A major lesson of the 2016 election was that the neoliberal consensus of the prior thirty years was not the panacea its advocates claimed.  Trump’s candidacy was premised on the notion that the national government should work for the interests of the nation’s people, not on behalf of globalist concerns and aloof cosmopolitan elites.  Government could be reformed to strengthen the nation, rather than operating as the piggy bank for and protector of internationalists.
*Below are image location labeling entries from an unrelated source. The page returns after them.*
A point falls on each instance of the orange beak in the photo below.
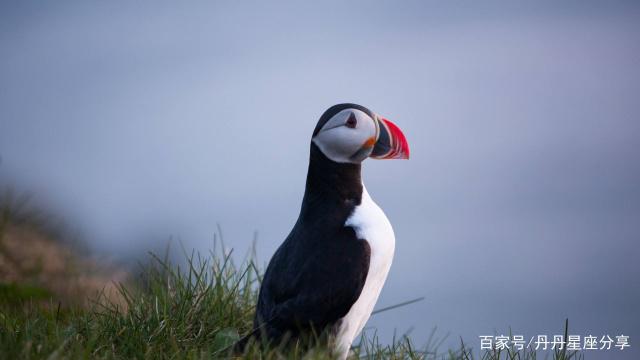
(391, 143)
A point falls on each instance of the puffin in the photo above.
(328, 273)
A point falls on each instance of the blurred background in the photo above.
(520, 207)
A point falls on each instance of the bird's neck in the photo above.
(334, 185)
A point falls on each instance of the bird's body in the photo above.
(328, 273)
(370, 223)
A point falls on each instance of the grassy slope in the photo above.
(168, 312)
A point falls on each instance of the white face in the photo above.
(348, 137)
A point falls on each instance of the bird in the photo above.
(329, 271)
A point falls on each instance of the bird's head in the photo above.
(350, 133)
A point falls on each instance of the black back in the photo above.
(319, 270)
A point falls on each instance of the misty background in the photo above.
(520, 206)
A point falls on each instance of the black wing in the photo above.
(311, 282)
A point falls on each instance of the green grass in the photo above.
(194, 312)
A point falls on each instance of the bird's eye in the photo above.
(351, 121)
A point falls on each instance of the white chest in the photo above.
(371, 224)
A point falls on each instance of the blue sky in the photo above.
(521, 203)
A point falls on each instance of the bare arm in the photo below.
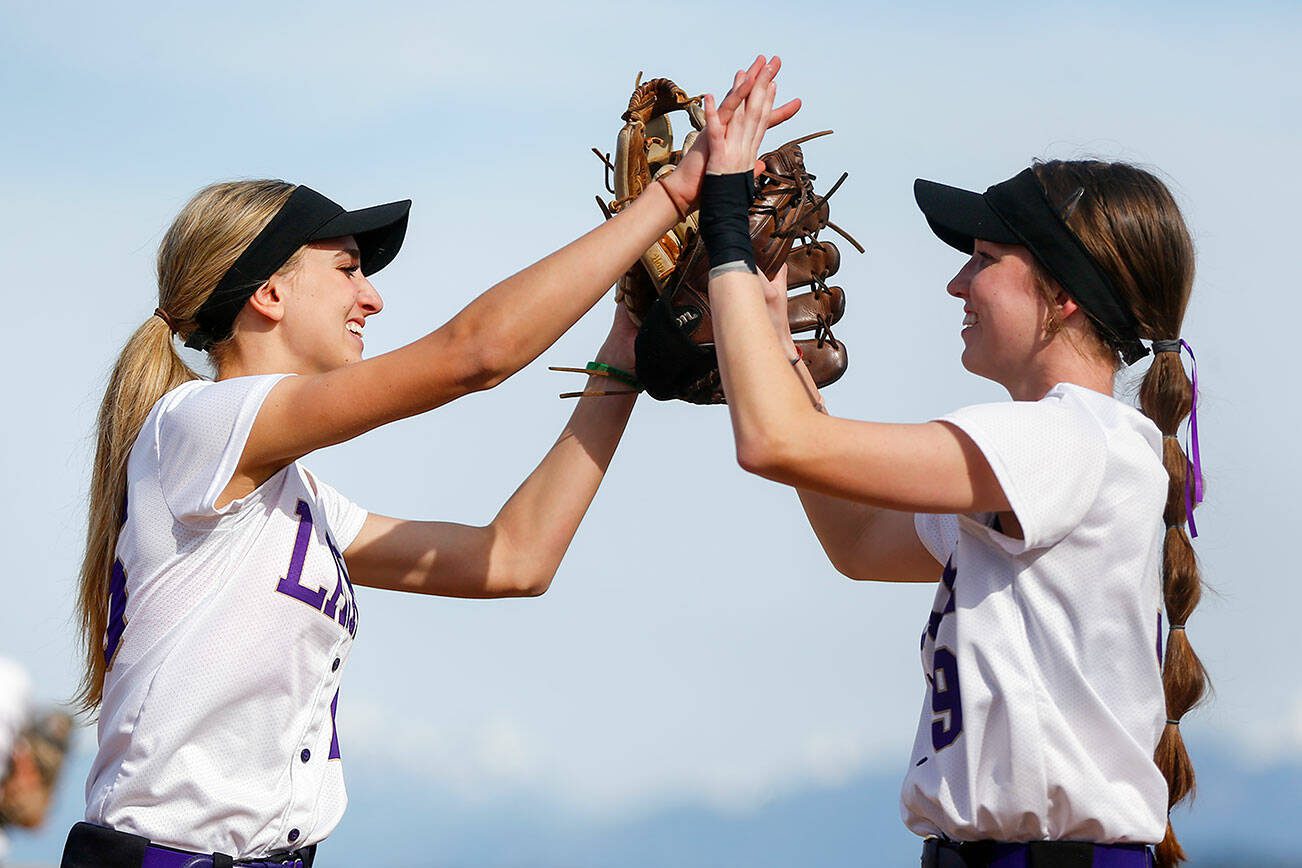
(520, 551)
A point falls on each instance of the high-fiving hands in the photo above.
(734, 128)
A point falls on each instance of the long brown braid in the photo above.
(1130, 224)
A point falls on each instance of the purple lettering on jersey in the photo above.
(289, 584)
(116, 613)
(947, 707)
(333, 728)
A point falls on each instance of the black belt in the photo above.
(90, 846)
(938, 853)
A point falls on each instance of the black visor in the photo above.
(1018, 212)
(306, 216)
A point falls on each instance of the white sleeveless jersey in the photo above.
(1042, 655)
(228, 633)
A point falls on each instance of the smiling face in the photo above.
(327, 301)
(1005, 312)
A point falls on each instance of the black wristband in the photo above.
(725, 217)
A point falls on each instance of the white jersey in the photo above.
(229, 629)
(1042, 655)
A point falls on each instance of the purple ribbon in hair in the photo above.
(1194, 479)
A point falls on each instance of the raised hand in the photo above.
(734, 142)
(684, 184)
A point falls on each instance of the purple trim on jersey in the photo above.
(116, 612)
(348, 614)
(333, 728)
(289, 584)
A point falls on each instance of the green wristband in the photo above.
(623, 376)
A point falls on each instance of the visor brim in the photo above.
(960, 216)
(379, 232)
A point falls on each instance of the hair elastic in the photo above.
(167, 318)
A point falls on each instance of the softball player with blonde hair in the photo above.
(216, 594)
(1055, 522)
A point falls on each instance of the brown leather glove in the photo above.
(676, 355)
(667, 290)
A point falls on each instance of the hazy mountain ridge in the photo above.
(1242, 816)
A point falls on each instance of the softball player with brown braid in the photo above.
(1055, 522)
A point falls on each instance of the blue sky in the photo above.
(695, 643)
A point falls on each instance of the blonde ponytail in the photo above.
(202, 244)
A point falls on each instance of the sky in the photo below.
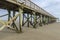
(51, 6)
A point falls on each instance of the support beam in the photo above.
(13, 16)
(41, 19)
(20, 19)
(28, 19)
(34, 20)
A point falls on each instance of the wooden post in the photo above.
(28, 19)
(34, 20)
(44, 20)
(9, 12)
(20, 19)
(13, 16)
(41, 19)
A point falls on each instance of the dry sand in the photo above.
(46, 32)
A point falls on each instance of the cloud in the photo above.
(52, 6)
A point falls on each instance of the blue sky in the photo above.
(52, 6)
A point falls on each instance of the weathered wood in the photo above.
(20, 19)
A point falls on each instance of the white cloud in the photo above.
(52, 6)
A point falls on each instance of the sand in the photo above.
(46, 32)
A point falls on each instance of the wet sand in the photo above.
(46, 32)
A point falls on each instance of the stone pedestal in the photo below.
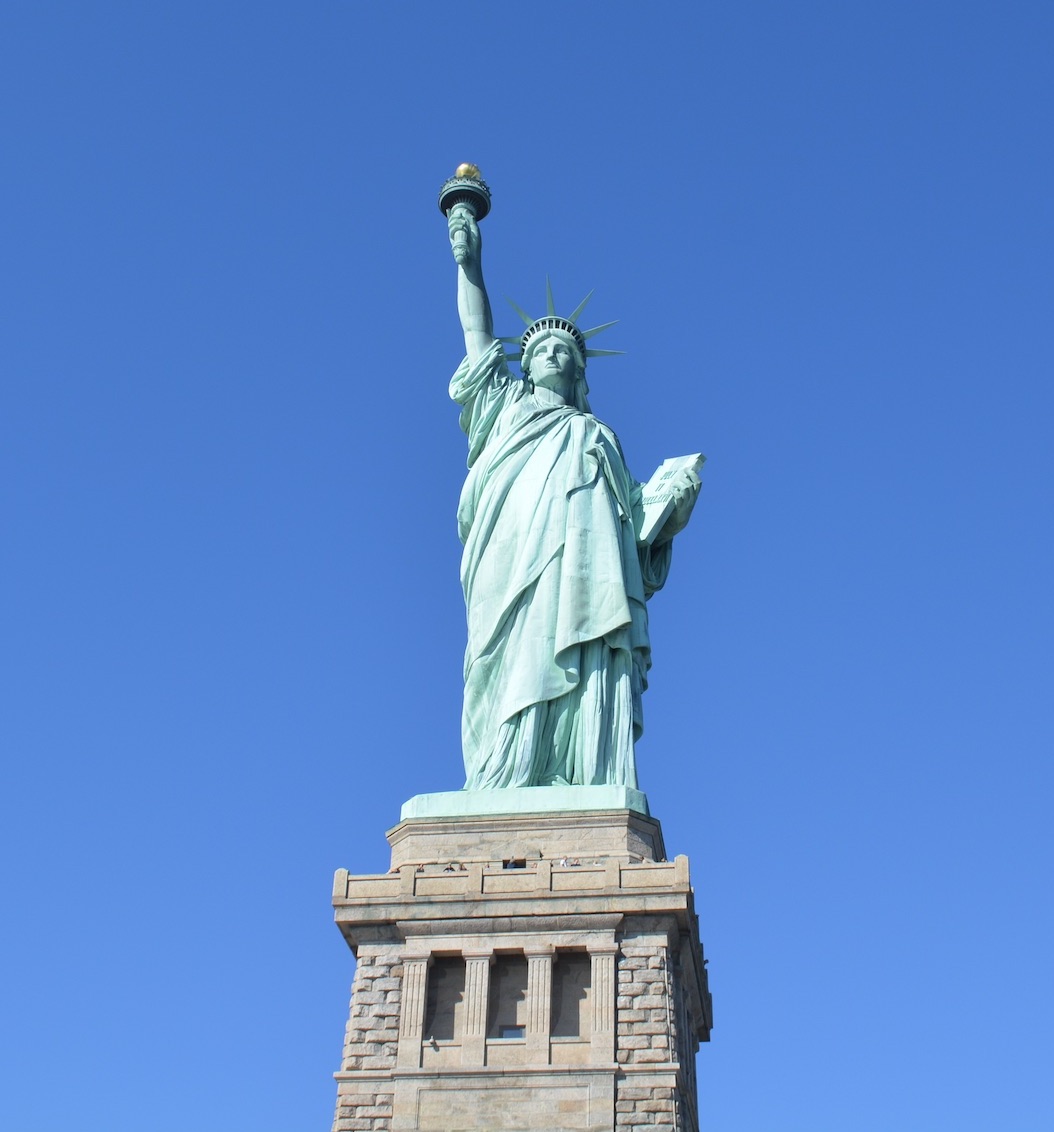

It’s interesting to reflect how entrenched the assumptions of neoliberalism were prior to 2015-2016.  When Trump began his historic campaign, virtually no one on the Right was talking about tariffs, other than Pat Buchanan (and a long essay on the necessity of a trade war with China that Oren Cass wrote for National Review in 2014).  The outsourcing of jobs overseas was assumed to be a short-term sacrifice that would result in more efficiency (ergo, lower prices on consumer goods) and more skilled jobs here.  We were a “nation of immigrants,” so we’d better throw the doors wide open.

With Trump’s election, a long-dormant populist wing reemerged, consisting both of conservative Republicans and disgruntled Democrats.  Tariffs became an important foreign and domestic policy tool.  A trade war with China soon began, and the United States renegotiated the NAFTA agreement with Mexico and Canada.  Manufacturing jobs began returning to the United States, and immigration laws began to be enforced (so long as those Hawaiian judges didn’t get in the way).  The economy, rather than contracting as the free trade hardliners warned, grew exponentially, and even now is recovering at a remarkable clip after The Age of The Virus temporarily sidelined it.